Retirement Plan for Chicago Transit Authority Employees v. Chicago Transit Authority
156 N.E.3d 86
Ill. App. Ct.2020Background
- The Retirement Plan for Chicago Transit Authority Employees (RP) agreed with the CTA that RP would pay the CTA the “actual cost” of retirees’ prescription drugs; the CTA administered the retiree plan and contracted separately with Caremark as pharmacy benefits manager.
- Caremark’s contract with the CTA provided for rebates tied to pricing/volume/plan design; RP did not participate in procurement and was not a party to the Caremark contract.
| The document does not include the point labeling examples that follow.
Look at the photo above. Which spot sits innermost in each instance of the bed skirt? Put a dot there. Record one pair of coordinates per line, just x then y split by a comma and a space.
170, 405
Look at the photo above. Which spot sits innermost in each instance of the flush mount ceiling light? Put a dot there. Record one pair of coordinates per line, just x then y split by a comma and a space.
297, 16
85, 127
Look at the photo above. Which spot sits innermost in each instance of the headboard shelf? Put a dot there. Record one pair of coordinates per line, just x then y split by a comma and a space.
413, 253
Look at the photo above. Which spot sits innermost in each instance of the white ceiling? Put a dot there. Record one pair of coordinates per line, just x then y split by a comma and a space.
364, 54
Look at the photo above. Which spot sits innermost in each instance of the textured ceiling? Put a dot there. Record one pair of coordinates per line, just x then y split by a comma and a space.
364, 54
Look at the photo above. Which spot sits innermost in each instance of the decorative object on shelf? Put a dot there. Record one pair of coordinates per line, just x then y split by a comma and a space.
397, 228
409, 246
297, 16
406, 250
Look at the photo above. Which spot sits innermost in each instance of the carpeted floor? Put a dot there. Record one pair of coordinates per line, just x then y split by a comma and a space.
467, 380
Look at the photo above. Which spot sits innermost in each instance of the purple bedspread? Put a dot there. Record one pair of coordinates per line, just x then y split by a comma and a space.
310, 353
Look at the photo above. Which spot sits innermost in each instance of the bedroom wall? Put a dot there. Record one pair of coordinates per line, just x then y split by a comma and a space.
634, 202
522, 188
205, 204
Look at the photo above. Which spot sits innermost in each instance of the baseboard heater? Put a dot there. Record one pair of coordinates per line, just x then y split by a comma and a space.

- RP’s executive director (Kallianis) learned of the existence of Caremark rebates and e‑mailed the CTA’s benefits manager on February 8, 2007 asking whether RP would be credited; the CTA later told RP in August–October 2009 that historically the rebates were retained to offset CTA administrative costs.
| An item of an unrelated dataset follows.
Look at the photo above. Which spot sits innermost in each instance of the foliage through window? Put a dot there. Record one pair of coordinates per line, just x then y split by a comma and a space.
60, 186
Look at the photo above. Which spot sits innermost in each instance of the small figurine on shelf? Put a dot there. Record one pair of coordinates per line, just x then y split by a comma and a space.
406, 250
- RP sued in June 2013 alleging accounting, breach of express and implied contract, unjust enrichment, prohibited transactions under the Illinois Pension Code, and breach of fiduciary duty for the CTA’s retention of rebates.
- The trial court granted summary judgment dismissing contract/unjust enrichment claims that accrued more than five years before suit (applying the discovery rule and finding accrual as of February 8, 2007) and applied the voluntary payment doctrine; after a bench trial the court found RP failed to prove a fiduciary relationship and entered judgment for the CTA.
- The appellate court affirmed: the discovery rule started the limitations period on February 8, 2007, barring older contract claims, and the record did not support a fiduciary or agency relationship between RP and the CTA.
Issues
| Issue | Plaintiff's Argument | Defendant's Argument | Held |
|---|---|---|---|
| When did the 5‑year statute of limitations begin for contract claims? | SOL begins when RP knew CTA would not credit rebates (Aug/Oct 2009). | SOL began when RP learned rebates existed and were not credited (Feb 8, 2007). | Accrual under discovery rule was Feb 8, 2007; claims accruing before June 13, 2008 barred. |
| Do the voluntary payment doctrine and mistake-of-fact avoid bar to claims? | RP paid invoices believing it would be reimbursed or that reconciliation would follow—payments were not voluntary mistakes. | RP continued to pay after knowing about rebates; doctrine bars recovery. | Trial court applied voluntary payment doctrine, but appellate court affirmed on SOL grounds and did not need to resolve doctrine issue. |
| Did the CTA act as RP’s agent in negotiating Caremark (creating fiduciary duty)? | CTA negotiated Caremark terms affecting RP; CTA acted as RP’s agent. | RP had no role or control in procurement; CTA did not act as RP’s agent. | No agency; CTA did not have authority or control to bind RP—no fiduciary duty from agency. |
| Did a fiduciary relationship otherwise exist (dominance/reliance)? | RP relied on CTA to administer retiree benefits and expected rebates as discounts; that reliance created a fiduciary duty. | RP was an independent, sophisticated entity with its own staff and advisors; no domination or control by CTA. | No fiduciary relationship: RP was capable and independent; reliance without dominance insufficient. |
Key Cases Cited
- Hermitage Corp. v. Contractors Adjustment Co., 166 Ill. 2d 72 (explains discovery/inquiry rule for accrual of contract claims)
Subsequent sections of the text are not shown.